Are you a fan of alternative history?

Discussion in 'Barracks' started by GearZ, Aug 29, 2015.

  1. GearZ

    GearZ Member

    The genre of alternative history was once on the outer fringe of fiction, but has come into its own right in recent years. Some are very plausible, others totally fanciful, and many in between. Personally, I am a fan of the works that are plausible and stick very close to actual history except for that one fateful turn. The more fanciful works can be fun, I guess, but aren't nearly as stimulating, imho.

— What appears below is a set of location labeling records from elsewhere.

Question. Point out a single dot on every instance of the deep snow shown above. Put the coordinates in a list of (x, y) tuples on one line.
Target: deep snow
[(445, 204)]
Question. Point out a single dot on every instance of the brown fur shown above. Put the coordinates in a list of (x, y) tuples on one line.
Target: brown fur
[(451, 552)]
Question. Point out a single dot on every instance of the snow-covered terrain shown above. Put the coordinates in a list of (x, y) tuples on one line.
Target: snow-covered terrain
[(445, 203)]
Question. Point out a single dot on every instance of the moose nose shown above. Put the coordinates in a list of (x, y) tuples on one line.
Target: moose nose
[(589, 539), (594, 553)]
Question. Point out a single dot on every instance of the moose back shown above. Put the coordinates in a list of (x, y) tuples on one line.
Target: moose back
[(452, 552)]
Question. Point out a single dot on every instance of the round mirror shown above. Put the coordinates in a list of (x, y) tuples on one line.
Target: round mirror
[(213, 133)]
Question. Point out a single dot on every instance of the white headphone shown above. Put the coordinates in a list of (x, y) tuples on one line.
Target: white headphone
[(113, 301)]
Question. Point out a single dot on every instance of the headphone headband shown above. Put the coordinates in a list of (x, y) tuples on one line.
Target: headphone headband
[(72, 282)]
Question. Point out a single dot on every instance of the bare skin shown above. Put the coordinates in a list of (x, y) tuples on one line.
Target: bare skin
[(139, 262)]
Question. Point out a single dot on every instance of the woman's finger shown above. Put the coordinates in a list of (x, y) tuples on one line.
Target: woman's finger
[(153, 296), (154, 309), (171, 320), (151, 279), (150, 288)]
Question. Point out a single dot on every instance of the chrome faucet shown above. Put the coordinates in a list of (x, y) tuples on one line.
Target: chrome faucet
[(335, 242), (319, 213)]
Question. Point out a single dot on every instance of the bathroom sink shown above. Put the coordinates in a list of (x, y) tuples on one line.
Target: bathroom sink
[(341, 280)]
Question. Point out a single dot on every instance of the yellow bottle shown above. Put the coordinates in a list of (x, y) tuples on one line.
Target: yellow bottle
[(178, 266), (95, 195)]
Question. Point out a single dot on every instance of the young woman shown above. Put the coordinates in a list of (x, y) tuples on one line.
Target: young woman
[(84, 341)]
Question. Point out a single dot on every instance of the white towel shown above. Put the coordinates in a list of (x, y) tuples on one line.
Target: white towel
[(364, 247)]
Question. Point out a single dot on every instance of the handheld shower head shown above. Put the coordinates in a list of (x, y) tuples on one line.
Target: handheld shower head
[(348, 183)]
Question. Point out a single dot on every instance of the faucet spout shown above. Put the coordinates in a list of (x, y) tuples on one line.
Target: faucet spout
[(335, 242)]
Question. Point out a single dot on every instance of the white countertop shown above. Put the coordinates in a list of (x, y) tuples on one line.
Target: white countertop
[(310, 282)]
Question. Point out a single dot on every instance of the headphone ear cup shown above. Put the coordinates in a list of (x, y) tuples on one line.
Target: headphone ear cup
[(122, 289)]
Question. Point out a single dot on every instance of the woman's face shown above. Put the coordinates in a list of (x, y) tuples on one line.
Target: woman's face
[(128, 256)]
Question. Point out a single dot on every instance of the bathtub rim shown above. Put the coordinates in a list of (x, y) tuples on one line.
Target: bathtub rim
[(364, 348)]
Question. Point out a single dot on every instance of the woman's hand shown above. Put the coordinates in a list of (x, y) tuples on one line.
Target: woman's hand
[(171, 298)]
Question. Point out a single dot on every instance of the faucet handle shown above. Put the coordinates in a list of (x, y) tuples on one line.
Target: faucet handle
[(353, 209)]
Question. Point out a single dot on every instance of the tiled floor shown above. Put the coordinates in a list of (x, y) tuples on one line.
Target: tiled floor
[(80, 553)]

    How about you? Do you have any particular authors, books, or series you enjoy? Thanks. :)
  2. Interrogator#6

    Interrogator#6 Active Member

    Yes. Yes, I can be a fan of 'alternative histories' if well done. That is to say I have read a few such novels which were so bad....

    I still recall a marvelous tale entitled "Less Darkness Falls". It was written circa 1930s or 40s, before speculative fiction was distinguished from Science Fiction. It told the tale of an historian who gets to visit/live in the era of his study, the late Imperial Roman culture in the West. Speaking the language, though with a heavy accent, he manages to save the day by introducing one, then several, anacronisms.

    Then there was "Man in the High Tower" by Philip K the Dick. It postulates a world where the Axis won WWII due to the death of FDR by assasination in the mid-30s.
  3. Diptangshu

    Diptangshu Active Member

    Me too, but the problem with me that of my tends to study parallelly - which not readily available by now and then.
  4. TheApollonian

    TheApollonian Deus Ex Machina

    I'm definitely a fan. We talked about the Amazon show "Man in the High Castle" in a previous post so I know where you're coming from. My favorite alerternative/parrallel history storyline is the graphic novel, "Red Son" it's a story where Superman doesn't land in the US but Russia aka the Soviet Union. It's pretty interesting the way it was laid out because SPOILER ALERT Batman was also Russian and Superman kept the socialist values all throughout the novel.
  5. Interrogator#6

    Interrogator#6 Active Member

    Say it ain't so, Vladimre. Having had Kal-el as the Son of the Red Sun as the Son of the Red, the Beautiful Peoples Soviet... well that would be Kransnya. Ochem horosho.